Specifically, the European Medicines Agency is looking at Gaithersburg, Md.-based Novavax’ application for conditional marketing authorization for Nuvaxovid.
The stock on Wednesday traded at $186.72, up 9.5% at last check. It has soared 70% year to date amid investor enthusiasm for the vaccine.
"Today's announcement from EMA brings Novavax another step closer to our goal of ensuring broad global access to our protein-based Covid-19 vaccine across Europe," said Novavax Chief Executive Stanley Erck.
The EMA has indicated that its assessment will proceed under an accelerated timeline, with an opinion issued potentially within weeks, Novavax said.
“The chemistry, manufacturing and controls data package submitted to EMA and other global regulatory agencies leverages Novavax' manufacturing partnership with the Serum Institute of India, the world's largest vaccine manufacturer by volume,” Novavax said.
“It will later be supplemented with data from additional manufacturing sites in Novavax' global supply chain.”

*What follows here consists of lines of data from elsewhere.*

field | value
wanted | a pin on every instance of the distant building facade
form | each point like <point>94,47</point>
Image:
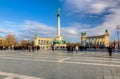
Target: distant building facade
<point>93,41</point>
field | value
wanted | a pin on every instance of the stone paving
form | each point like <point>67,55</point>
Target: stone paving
<point>47,64</point>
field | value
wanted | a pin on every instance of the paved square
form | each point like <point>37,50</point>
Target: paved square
<point>46,64</point>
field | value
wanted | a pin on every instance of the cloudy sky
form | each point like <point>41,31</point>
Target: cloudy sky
<point>25,18</point>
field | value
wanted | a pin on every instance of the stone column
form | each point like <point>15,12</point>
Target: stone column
<point>58,22</point>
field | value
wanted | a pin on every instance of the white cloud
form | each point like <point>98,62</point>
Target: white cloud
<point>96,7</point>
<point>89,6</point>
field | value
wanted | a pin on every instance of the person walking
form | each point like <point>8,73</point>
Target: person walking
<point>76,48</point>
<point>110,51</point>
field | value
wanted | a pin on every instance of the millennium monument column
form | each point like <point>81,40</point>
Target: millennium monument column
<point>59,41</point>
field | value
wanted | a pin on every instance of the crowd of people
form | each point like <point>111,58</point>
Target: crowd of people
<point>30,48</point>
<point>67,48</point>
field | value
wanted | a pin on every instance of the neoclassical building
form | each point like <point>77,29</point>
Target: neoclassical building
<point>46,43</point>
<point>92,41</point>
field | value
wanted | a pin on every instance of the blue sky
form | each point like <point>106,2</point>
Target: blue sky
<point>25,18</point>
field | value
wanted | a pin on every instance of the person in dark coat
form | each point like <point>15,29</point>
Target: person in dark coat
<point>110,51</point>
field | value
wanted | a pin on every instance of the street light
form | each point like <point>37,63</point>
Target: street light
<point>118,27</point>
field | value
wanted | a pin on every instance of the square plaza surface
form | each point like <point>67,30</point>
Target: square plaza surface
<point>48,64</point>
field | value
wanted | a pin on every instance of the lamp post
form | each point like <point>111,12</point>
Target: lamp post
<point>118,27</point>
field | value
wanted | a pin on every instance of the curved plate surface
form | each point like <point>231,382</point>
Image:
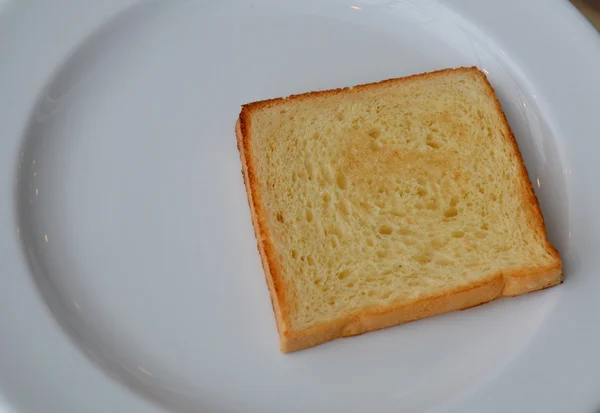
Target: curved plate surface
<point>124,212</point>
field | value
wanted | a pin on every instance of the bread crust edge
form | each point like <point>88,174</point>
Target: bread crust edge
<point>512,283</point>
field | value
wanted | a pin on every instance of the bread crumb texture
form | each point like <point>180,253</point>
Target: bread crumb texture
<point>383,194</point>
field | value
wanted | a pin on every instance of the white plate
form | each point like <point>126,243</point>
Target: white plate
<point>123,211</point>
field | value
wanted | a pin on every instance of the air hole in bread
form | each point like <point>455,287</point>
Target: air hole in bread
<point>342,181</point>
<point>385,230</point>
<point>451,212</point>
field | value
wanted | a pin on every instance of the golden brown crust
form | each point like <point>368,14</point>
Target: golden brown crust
<point>270,267</point>
<point>502,284</point>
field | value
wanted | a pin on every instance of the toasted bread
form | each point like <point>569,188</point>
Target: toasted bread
<point>389,202</point>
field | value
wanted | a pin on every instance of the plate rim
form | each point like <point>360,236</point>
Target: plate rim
<point>23,65</point>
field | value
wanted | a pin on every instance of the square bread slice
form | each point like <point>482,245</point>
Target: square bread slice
<point>389,202</point>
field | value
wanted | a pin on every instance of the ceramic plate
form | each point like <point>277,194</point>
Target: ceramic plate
<point>130,276</point>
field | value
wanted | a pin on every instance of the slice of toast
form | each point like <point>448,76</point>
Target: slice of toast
<point>389,202</point>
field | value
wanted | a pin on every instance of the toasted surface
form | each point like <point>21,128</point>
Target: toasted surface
<point>389,202</point>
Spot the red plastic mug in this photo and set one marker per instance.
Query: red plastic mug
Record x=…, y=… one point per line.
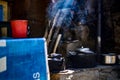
x=19, y=28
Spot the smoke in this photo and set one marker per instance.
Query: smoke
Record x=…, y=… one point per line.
x=64, y=12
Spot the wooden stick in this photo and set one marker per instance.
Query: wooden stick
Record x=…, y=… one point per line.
x=57, y=42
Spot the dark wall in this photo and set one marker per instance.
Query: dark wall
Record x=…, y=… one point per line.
x=32, y=10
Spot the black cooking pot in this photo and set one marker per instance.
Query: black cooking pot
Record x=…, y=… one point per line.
x=55, y=62
x=108, y=59
x=81, y=59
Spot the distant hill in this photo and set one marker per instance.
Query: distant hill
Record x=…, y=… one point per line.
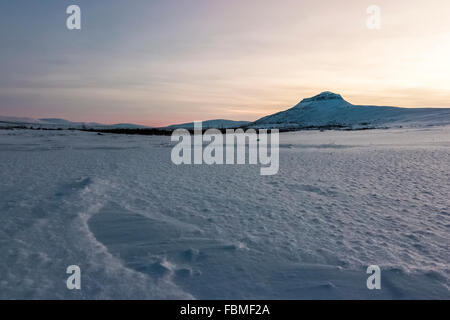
x=57, y=123
x=212, y=124
x=330, y=109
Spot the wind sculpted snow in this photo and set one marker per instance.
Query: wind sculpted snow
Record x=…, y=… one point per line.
x=141, y=227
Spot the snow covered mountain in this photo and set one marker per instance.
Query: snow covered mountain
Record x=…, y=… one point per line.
x=56, y=123
x=330, y=109
x=215, y=124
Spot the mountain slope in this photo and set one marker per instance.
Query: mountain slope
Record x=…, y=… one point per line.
x=329, y=108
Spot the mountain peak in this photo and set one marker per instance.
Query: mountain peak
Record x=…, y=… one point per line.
x=326, y=95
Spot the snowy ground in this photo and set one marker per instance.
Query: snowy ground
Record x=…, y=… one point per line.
x=141, y=227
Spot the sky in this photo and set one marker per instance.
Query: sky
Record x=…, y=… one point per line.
x=159, y=62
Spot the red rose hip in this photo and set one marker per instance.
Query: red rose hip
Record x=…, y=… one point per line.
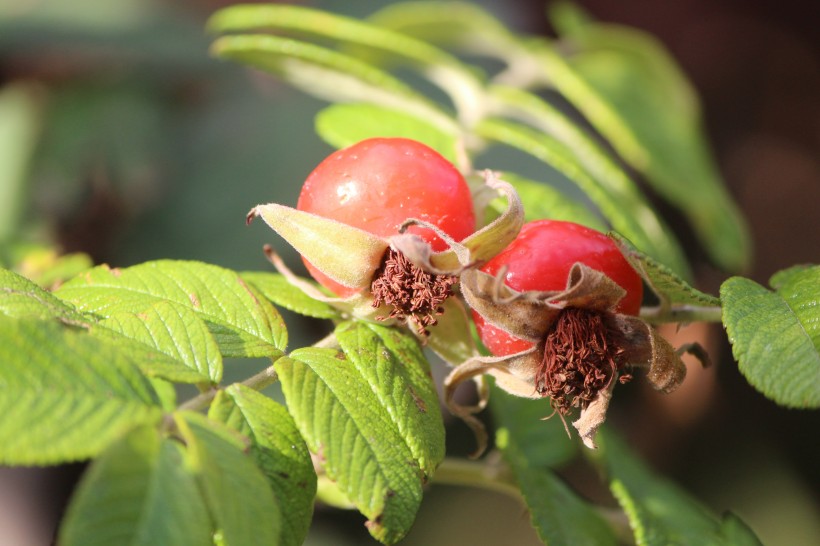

The Novavax/SII vaccine recently received emergency use authorization in Indonesia and the Philippines. Novavax also has filed for approval with the World Health Organization, India, the U.K., Australia, New Zealand and Canada.
“Novavax expects to submit the complete package to the U.S. FDA [Food and Drug Administration] by the end of the year,” the company said.
The vaccine “is being evaluated in two pivotal Phase 3 trials: a trial in the U.K. that demonstrated … 89.7% efficacy overall and the PREVENT-19 trial in the U.S. and Mexico that demonstrated … 90.4% efficacy overall.”